Don, para aquellos que desconocen, es un calificativo que, en los inicios del pasado milenio comenzó a usarse para aquellos que provenían de familias con algún que otro vestigio de linaje, alcurnia, abolengo, casta o progenie. En pocas palabras DON, es la simplificación de una frase: De Origen Noble. Transcurrió el tiempo y a aquellos que citaban constantemente la palabra DON se les ocurrió que esa creación lingüística tenía, por antonomasia, que ser metamorfoseada al género opuesto, y que si existía el calificativo DON, tenía que existir, también, el atributo DOÑA.

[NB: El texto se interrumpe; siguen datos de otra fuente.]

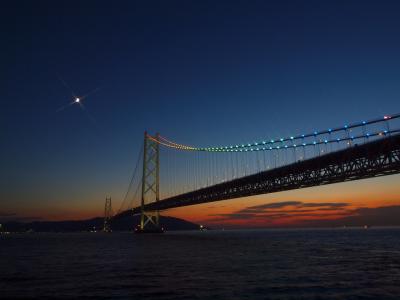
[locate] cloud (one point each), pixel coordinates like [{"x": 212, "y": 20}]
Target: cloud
[
  {"x": 379, "y": 216},
  {"x": 278, "y": 210}
]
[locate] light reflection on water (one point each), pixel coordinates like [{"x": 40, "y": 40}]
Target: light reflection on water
[{"x": 262, "y": 264}]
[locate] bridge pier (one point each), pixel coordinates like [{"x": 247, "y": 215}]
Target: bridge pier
[{"x": 150, "y": 219}]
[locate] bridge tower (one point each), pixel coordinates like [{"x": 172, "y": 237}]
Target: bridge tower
[
  {"x": 150, "y": 220},
  {"x": 107, "y": 215}
]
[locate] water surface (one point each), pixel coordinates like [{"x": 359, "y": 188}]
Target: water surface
[{"x": 259, "y": 264}]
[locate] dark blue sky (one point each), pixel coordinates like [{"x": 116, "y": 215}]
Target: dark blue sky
[{"x": 200, "y": 72}]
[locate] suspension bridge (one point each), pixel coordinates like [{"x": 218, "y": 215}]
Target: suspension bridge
[{"x": 175, "y": 175}]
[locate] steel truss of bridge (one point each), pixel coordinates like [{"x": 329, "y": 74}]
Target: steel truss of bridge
[{"x": 377, "y": 158}]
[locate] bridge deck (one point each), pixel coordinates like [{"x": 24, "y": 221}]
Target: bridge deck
[{"x": 377, "y": 158}]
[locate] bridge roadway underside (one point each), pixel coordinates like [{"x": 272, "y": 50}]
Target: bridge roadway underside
[{"x": 377, "y": 158}]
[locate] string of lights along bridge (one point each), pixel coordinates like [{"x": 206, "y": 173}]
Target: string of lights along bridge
[{"x": 179, "y": 169}]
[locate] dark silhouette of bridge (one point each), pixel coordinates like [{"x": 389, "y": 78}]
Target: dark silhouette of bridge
[{"x": 352, "y": 152}]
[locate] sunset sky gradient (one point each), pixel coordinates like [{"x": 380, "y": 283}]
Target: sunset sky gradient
[{"x": 204, "y": 73}]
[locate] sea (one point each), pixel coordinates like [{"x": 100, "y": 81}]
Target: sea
[{"x": 345, "y": 263}]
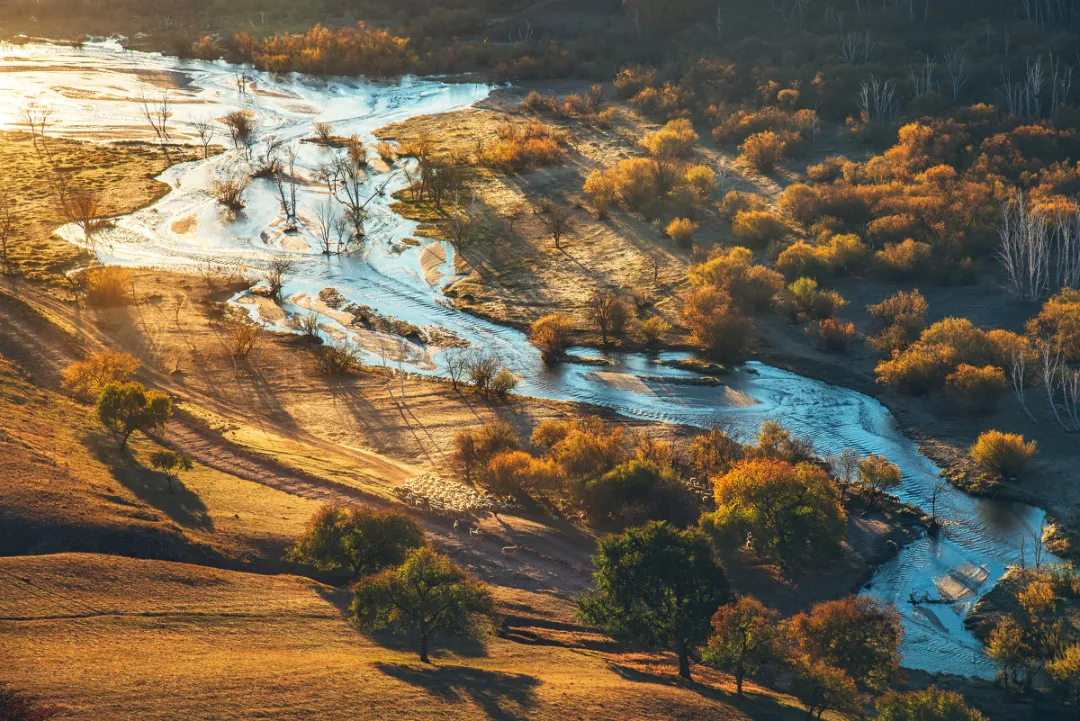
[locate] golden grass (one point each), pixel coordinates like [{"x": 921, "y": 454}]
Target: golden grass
[
  {"x": 65, "y": 480},
  {"x": 122, "y": 174},
  {"x": 111, "y": 637}
]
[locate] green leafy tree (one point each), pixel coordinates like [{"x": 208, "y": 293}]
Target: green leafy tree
[
  {"x": 743, "y": 640},
  {"x": 124, "y": 408},
  {"x": 822, "y": 687},
  {"x": 171, "y": 463},
  {"x": 361, "y": 539},
  {"x": 658, "y": 586},
  {"x": 876, "y": 476},
  {"x": 930, "y": 705},
  {"x": 428, "y": 595},
  {"x": 858, "y": 635}
]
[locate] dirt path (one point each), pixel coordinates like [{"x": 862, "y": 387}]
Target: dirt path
[{"x": 552, "y": 557}]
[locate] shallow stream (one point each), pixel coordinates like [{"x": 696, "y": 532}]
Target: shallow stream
[{"x": 95, "y": 93}]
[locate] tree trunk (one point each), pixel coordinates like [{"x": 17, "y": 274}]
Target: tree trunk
[{"x": 684, "y": 662}]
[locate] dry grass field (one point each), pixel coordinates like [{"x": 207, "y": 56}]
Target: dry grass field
[
  {"x": 112, "y": 637},
  {"x": 122, "y": 174}
]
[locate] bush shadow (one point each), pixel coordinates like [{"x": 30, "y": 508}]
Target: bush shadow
[
  {"x": 151, "y": 487},
  {"x": 501, "y": 696}
]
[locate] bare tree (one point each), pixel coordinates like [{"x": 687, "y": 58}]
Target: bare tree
[
  {"x": 82, "y": 207},
  {"x": 956, "y": 67},
  {"x": 206, "y": 130},
  {"x": 277, "y": 274},
  {"x": 558, "y": 221},
  {"x": 1025, "y": 248},
  {"x": 285, "y": 178},
  {"x": 877, "y": 100},
  {"x": 158, "y": 114},
  {"x": 454, "y": 363},
  {"x": 1017, "y": 379},
  {"x": 326, "y": 218},
  {"x": 8, "y": 229}
]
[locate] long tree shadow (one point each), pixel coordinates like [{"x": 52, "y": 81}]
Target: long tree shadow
[
  {"x": 502, "y": 696},
  {"x": 151, "y": 487}
]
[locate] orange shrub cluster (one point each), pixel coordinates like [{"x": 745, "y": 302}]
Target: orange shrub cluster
[
  {"x": 518, "y": 147},
  {"x": 356, "y": 50}
]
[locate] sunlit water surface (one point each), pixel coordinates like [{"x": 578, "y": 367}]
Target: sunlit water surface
[{"x": 95, "y": 93}]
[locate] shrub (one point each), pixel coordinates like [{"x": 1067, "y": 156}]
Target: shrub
[
  {"x": 877, "y": 475},
  {"x": 786, "y": 512},
  {"x": 751, "y": 287},
  {"x": 812, "y": 302},
  {"x": 801, "y": 260},
  {"x": 1003, "y": 453},
  {"x": 653, "y": 329},
  {"x": 907, "y": 309},
  {"x": 682, "y": 231},
  {"x": 835, "y": 335},
  {"x": 88, "y": 377},
  {"x": 551, "y": 335},
  {"x": 512, "y": 473},
  {"x": 904, "y": 259},
  {"x": 976, "y": 390},
  {"x": 734, "y": 202},
  {"x": 763, "y": 151},
  {"x": 1060, "y": 323},
  {"x": 336, "y": 359},
  {"x": 929, "y": 705},
  {"x": 474, "y": 448},
  {"x": 701, "y": 180},
  {"x": 108, "y": 286},
  {"x": 230, "y": 191},
  {"x": 675, "y": 139},
  {"x": 601, "y": 191},
  {"x": 758, "y": 227},
  {"x": 715, "y": 325},
  {"x": 503, "y": 383},
  {"x": 919, "y": 369}
]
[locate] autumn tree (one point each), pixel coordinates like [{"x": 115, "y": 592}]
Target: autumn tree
[
  {"x": 124, "y": 408},
  {"x": 171, "y": 463},
  {"x": 715, "y": 324},
  {"x": 360, "y": 539},
  {"x": 609, "y": 312},
  {"x": 558, "y": 221},
  {"x": 9, "y": 226},
  {"x": 743, "y": 640},
  {"x": 88, "y": 377},
  {"x": 551, "y": 335},
  {"x": 656, "y": 586},
  {"x": 784, "y": 511},
  {"x": 858, "y": 635},
  {"x": 428, "y": 595},
  {"x": 876, "y": 475}
]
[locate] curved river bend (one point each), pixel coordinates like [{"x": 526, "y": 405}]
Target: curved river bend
[{"x": 94, "y": 93}]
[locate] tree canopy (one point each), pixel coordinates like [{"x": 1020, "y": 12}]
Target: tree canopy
[
  {"x": 361, "y": 539},
  {"x": 428, "y": 595},
  {"x": 657, "y": 586}
]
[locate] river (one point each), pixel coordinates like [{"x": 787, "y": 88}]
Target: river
[{"x": 94, "y": 93}]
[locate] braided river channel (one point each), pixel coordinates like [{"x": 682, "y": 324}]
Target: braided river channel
[{"x": 94, "y": 93}]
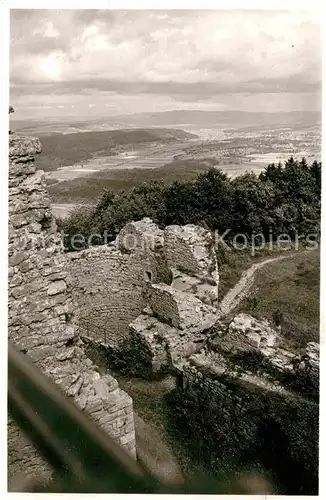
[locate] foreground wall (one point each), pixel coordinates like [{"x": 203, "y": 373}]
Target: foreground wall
[{"x": 42, "y": 312}]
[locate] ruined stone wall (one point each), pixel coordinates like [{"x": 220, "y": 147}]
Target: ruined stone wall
[
  {"x": 41, "y": 312},
  {"x": 108, "y": 289},
  {"x": 111, "y": 282}
]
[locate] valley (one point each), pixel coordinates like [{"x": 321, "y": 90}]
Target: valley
[{"x": 82, "y": 158}]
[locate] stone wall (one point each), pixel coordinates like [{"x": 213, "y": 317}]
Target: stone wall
[
  {"x": 243, "y": 396},
  {"x": 41, "y": 312}
]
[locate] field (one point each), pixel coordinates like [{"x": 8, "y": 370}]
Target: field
[
  {"x": 59, "y": 150},
  {"x": 88, "y": 189}
]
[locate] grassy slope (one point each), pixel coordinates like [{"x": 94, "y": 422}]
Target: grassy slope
[
  {"x": 88, "y": 189},
  {"x": 292, "y": 286}
]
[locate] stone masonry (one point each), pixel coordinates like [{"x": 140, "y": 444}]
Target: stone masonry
[
  {"x": 42, "y": 320},
  {"x": 113, "y": 283}
]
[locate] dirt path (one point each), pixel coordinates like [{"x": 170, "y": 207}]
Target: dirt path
[{"x": 242, "y": 288}]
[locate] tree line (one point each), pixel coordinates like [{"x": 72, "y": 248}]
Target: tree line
[{"x": 283, "y": 198}]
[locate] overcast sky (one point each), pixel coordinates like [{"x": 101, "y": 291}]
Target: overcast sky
[{"x": 98, "y": 63}]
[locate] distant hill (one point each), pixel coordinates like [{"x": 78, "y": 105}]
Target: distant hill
[
  {"x": 230, "y": 119},
  {"x": 177, "y": 119},
  {"x": 67, "y": 149}
]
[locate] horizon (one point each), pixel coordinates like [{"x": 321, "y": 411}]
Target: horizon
[{"x": 73, "y": 64}]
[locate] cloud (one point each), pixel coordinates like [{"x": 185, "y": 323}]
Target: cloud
[{"x": 188, "y": 55}]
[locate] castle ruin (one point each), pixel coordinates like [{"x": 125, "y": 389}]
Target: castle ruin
[{"x": 155, "y": 292}]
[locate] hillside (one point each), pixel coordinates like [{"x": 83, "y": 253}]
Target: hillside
[{"x": 66, "y": 149}]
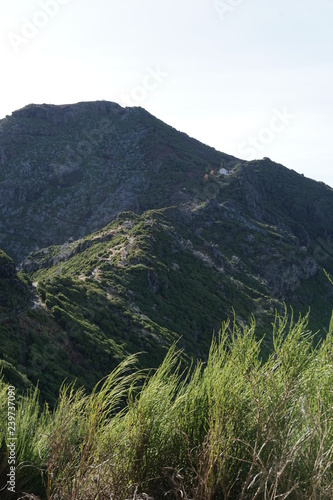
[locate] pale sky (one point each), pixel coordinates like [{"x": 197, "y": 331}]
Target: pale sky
[{"x": 251, "y": 78}]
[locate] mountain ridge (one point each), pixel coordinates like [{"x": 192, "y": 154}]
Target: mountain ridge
[{"x": 129, "y": 235}]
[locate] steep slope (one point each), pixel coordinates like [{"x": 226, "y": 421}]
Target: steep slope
[
  {"x": 146, "y": 237},
  {"x": 66, "y": 171}
]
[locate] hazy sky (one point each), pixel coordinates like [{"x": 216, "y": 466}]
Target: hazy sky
[{"x": 251, "y": 78}]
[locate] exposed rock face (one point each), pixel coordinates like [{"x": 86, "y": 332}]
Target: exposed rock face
[
  {"x": 69, "y": 170},
  {"x": 14, "y": 293}
]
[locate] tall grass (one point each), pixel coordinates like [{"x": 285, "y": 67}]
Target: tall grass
[{"x": 232, "y": 428}]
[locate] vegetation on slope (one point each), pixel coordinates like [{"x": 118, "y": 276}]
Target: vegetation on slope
[{"x": 232, "y": 428}]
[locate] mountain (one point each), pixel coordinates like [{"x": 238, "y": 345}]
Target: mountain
[{"x": 129, "y": 235}]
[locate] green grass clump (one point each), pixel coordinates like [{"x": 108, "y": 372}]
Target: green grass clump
[{"x": 235, "y": 427}]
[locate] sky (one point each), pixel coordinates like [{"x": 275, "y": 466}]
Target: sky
[{"x": 251, "y": 78}]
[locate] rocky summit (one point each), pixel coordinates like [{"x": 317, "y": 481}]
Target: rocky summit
[{"x": 128, "y": 235}]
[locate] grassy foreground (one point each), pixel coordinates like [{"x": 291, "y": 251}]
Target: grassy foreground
[{"x": 232, "y": 428}]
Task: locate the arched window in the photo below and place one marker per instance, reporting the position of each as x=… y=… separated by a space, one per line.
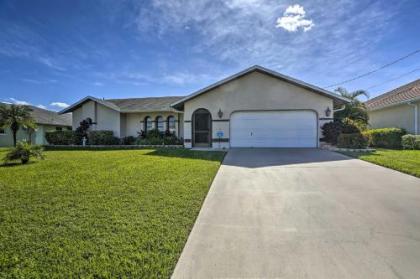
x=160 y=124
x=171 y=124
x=148 y=124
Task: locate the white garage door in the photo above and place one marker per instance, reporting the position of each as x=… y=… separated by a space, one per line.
x=273 y=129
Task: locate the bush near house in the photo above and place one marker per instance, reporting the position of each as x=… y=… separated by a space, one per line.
x=385 y=137
x=60 y=137
x=102 y=137
x=410 y=142
x=354 y=140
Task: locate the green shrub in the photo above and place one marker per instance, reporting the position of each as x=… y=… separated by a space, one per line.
x=102 y=137
x=130 y=140
x=331 y=130
x=23 y=152
x=385 y=137
x=60 y=137
x=410 y=141
x=355 y=140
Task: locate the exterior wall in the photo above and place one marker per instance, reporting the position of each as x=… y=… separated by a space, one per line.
x=134 y=122
x=105 y=118
x=38 y=137
x=255 y=91
x=401 y=116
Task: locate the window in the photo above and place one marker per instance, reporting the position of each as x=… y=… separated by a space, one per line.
x=171 y=124
x=148 y=125
x=160 y=125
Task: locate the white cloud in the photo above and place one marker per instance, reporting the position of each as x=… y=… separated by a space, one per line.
x=293 y=19
x=19 y=102
x=59 y=104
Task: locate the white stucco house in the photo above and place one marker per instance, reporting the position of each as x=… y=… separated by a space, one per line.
x=256 y=107
x=397 y=108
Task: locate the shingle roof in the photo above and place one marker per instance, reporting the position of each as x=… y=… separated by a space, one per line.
x=48 y=117
x=402 y=94
x=145 y=104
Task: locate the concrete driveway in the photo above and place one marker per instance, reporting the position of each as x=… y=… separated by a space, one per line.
x=305 y=213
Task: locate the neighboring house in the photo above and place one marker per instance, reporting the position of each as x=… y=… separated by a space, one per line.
x=46 y=120
x=253 y=108
x=397 y=108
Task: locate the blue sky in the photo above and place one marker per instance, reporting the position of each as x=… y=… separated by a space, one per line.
x=53 y=53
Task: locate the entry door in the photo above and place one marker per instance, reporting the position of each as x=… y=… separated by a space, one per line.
x=274 y=129
x=202 y=128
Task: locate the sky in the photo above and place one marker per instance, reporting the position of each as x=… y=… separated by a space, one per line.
x=53 y=53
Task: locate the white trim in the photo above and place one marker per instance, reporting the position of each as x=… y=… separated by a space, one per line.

Aclaro que toda la diatriba anterior es aclaratoria, pues Don Augusto no recibe tal nomenclatura por motivos de prosapia o ralea, sino porque su nobleza proviene del alma, del espíritu, y esa, a mi parecer, es más importante que cualquier título nobiliario.

Don Augusto, alguien le necesita desde el 26 de abril de 2005; usted sabrá si mira en derredor. No hay pasión, pureza y clara inteligencia condenadas a la soledad; tanta falta hace para esfumar los nubarrones de invierno universal, que no tiene derecho a reservar, solo para usted, el infinito abrazo inconcluso. Quizás no tenga identificado, con precisión, a ese ser, o seres, que darían toda su vida por su aliento seductor, por su palabra cálida, tierna y elevada. Si sucediera que busca y busca, sin encontrar dónde posar tan nobles energías, piense que solo existimos por ellas. 12 años hace que es nuestro imposible, pero no dude de que nos debemos a usted, no dude de que en cualquier recodo de los tiempos estará, sin falta, alimentando nuestros sueños, los sueños de su Paraguay querido.

12 años ya sin usted, Don Augusto, demasiado tiempo.